I ran across a great article today published by the DM Review by Mark Thiessen "Encrypting the Data Warehouse". In the article he breaks down the areas of import and the drivers for consideration.
I like how he asks the question can it be done and then breaks two places of concern into it’s components in it he says:
- Data in Transit – generally accepted principles in play (SSL, VPN, …)
- Data at Rest – data not being used by an application and is either being stored on disk or in OS cache.
So why the fuss:
- Past issues as he cites
- Compliance to legislation (SOX, personal, financial, health)
And then why is it so hard:
- RDBMS searches and tools no longer work optimally
- Increases data volume, variety, and velocity (store data, transaction history,…)
- Need for performance – it has always been an issue till now, so slow it down further
I think you get the idea and I do not want to paraphrase the whole article. He then goes on to cover some great approaches to solving this problem which I think are great, but still bring a huge hit on performance, so unless users are willing to have thigs slow down and the IT warehouse are up for spending more, I think you will still find CIO’s being very selective about what they encrypt.
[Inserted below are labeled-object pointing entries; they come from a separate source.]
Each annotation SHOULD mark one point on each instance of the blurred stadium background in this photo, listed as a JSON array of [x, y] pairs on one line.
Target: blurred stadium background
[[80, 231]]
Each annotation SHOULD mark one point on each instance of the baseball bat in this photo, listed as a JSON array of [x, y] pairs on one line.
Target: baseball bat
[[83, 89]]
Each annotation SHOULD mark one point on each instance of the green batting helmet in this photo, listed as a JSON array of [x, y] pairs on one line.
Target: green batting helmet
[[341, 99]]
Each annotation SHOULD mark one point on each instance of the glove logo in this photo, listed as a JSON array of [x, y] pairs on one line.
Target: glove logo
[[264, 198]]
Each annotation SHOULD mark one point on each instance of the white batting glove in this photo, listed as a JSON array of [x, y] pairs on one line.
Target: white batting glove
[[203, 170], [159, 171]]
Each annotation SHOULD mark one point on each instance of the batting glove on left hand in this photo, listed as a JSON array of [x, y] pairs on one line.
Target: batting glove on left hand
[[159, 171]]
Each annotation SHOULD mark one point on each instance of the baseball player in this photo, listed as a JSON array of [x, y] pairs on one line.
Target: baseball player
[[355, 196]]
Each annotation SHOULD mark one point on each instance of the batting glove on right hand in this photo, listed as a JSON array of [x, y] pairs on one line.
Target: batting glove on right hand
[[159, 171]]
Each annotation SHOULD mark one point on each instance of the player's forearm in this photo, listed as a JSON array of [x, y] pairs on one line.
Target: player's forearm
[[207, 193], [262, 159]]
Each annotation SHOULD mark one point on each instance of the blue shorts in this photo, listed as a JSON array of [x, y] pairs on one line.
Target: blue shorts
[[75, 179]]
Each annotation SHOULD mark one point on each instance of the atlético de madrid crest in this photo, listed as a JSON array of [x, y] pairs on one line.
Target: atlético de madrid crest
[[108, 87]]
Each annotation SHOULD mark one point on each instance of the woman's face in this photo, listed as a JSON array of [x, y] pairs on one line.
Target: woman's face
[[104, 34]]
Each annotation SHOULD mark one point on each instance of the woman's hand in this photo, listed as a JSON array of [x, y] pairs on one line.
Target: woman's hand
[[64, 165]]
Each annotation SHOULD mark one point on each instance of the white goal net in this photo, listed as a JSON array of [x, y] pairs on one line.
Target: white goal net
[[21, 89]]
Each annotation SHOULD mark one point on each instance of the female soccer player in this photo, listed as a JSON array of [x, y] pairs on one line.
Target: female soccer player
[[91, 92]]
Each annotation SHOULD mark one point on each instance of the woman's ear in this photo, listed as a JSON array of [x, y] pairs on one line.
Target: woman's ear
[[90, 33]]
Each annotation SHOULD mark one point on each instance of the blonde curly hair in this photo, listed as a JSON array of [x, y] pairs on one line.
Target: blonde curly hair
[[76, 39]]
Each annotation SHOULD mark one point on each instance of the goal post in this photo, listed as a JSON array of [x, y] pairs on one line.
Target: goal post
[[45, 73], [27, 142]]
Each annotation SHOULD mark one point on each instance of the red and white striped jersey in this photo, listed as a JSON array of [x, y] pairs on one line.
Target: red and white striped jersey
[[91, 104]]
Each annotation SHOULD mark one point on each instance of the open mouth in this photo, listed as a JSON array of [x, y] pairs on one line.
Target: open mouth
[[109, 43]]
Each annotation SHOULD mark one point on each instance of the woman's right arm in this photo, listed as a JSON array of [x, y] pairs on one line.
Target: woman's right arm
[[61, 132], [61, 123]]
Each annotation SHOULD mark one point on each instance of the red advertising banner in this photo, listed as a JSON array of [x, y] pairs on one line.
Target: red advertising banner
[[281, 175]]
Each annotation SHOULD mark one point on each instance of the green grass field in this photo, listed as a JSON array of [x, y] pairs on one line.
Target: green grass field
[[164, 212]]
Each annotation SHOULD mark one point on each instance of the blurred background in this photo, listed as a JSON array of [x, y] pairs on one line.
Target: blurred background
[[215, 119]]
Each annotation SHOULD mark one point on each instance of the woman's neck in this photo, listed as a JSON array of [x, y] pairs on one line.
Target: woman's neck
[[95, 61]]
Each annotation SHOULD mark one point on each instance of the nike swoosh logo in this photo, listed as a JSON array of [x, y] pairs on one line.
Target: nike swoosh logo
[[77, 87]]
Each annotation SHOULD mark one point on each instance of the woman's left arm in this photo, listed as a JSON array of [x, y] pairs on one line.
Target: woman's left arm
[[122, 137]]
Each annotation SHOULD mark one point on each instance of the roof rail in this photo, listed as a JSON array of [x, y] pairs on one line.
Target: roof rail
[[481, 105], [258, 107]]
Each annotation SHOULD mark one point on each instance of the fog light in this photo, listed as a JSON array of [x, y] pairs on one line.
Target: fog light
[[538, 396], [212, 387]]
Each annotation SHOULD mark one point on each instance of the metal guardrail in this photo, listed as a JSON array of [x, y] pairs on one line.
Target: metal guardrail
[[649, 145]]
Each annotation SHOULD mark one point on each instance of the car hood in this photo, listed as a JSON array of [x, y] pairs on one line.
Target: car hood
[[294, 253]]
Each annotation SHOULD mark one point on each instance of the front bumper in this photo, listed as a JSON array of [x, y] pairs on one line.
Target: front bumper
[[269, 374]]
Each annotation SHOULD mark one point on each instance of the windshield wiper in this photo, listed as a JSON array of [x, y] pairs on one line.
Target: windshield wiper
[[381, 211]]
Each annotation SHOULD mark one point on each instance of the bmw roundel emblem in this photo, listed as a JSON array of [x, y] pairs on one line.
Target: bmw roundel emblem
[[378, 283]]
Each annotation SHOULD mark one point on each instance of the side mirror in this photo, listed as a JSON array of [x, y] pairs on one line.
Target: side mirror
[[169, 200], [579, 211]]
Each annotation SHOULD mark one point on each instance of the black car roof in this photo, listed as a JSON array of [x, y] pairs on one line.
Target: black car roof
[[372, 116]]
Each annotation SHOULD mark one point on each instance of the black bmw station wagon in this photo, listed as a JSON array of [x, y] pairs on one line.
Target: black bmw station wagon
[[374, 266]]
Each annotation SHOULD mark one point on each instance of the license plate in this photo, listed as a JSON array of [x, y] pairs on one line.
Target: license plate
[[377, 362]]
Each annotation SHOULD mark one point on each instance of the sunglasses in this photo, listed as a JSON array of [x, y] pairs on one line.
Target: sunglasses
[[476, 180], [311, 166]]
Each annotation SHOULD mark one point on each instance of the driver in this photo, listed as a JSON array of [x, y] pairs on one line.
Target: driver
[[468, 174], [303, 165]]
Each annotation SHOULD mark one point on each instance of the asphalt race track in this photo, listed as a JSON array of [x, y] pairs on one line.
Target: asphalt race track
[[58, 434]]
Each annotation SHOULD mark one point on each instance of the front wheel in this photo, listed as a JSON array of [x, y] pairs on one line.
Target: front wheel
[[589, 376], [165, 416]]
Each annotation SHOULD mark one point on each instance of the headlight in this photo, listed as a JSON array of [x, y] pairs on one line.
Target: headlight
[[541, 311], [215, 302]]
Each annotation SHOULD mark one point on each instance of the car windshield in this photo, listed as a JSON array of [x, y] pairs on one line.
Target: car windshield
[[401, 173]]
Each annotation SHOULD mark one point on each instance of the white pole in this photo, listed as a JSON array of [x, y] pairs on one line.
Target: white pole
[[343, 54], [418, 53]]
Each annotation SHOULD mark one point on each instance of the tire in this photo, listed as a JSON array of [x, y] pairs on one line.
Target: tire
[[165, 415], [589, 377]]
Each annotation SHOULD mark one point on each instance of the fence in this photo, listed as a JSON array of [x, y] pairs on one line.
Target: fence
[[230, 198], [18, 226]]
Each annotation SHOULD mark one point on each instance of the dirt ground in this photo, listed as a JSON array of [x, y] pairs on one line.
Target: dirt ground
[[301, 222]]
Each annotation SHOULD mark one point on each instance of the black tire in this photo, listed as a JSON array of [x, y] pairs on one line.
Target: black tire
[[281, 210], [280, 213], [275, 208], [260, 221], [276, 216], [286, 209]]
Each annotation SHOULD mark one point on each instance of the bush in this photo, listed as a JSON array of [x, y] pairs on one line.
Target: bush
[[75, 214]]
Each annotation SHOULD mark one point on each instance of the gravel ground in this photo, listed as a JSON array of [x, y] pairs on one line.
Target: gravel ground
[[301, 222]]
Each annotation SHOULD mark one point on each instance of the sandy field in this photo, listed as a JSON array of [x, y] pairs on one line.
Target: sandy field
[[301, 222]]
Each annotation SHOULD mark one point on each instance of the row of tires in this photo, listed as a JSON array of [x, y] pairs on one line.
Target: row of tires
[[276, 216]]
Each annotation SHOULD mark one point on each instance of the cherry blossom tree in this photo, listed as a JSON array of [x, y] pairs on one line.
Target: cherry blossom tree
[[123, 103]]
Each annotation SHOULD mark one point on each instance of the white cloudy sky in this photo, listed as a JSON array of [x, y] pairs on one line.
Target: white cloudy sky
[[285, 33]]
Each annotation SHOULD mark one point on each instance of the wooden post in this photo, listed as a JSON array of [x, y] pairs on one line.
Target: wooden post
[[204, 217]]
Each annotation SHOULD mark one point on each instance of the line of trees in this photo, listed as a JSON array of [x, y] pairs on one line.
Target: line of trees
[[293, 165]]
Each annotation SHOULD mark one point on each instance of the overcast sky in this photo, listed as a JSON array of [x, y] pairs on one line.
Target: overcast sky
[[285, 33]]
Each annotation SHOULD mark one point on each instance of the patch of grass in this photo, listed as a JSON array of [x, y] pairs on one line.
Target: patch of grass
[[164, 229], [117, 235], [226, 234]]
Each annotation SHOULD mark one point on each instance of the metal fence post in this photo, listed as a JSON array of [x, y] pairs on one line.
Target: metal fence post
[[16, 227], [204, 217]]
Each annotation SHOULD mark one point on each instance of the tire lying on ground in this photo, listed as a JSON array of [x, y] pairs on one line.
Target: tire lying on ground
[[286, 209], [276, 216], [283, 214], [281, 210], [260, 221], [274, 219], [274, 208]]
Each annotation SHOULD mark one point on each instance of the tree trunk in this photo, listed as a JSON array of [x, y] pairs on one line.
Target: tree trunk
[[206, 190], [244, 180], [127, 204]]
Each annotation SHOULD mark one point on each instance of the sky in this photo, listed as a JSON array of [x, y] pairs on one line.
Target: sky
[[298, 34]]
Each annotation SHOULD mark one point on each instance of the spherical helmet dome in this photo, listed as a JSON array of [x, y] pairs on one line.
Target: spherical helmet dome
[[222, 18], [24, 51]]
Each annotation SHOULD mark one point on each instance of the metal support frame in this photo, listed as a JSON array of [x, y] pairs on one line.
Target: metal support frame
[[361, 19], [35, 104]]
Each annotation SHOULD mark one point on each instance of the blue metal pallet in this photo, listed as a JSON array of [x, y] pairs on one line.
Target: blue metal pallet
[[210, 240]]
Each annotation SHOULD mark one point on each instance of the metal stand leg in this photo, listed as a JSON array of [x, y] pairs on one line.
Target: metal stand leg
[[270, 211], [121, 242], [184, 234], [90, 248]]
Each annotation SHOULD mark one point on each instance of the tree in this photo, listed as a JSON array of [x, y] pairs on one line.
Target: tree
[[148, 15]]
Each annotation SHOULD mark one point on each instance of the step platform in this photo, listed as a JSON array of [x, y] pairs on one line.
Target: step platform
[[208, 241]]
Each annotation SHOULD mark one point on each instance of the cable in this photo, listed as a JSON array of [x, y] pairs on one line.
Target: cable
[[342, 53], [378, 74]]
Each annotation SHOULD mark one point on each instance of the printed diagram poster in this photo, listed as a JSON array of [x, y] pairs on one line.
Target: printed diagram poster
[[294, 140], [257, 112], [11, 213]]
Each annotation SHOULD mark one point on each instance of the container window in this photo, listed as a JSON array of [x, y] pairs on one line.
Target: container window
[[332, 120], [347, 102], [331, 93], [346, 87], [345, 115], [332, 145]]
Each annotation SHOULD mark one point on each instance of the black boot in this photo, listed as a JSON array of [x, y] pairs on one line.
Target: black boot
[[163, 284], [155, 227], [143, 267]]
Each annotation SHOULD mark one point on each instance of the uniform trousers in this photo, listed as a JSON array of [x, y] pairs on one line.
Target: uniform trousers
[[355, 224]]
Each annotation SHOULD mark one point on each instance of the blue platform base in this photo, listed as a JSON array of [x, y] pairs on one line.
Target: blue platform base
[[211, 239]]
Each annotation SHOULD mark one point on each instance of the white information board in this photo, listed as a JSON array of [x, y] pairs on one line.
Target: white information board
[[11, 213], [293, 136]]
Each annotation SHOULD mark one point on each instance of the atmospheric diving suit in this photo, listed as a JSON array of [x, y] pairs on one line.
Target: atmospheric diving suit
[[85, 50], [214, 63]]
So here are my thoughts on things to encrypt in the warehouse.
- personal information – make the matching to the details of the person the last step in your query.
- Credit card information – same as above
- HR information – low volume low access data
So none of the above are new right, well your right, if you have high volume data in and a large number of users accessing the data, then we need to find a new way to secure the house because otherwise compliance is going to cost way too much. Another thought that we at Project X suggest is to define your guiding principles around encryption and security.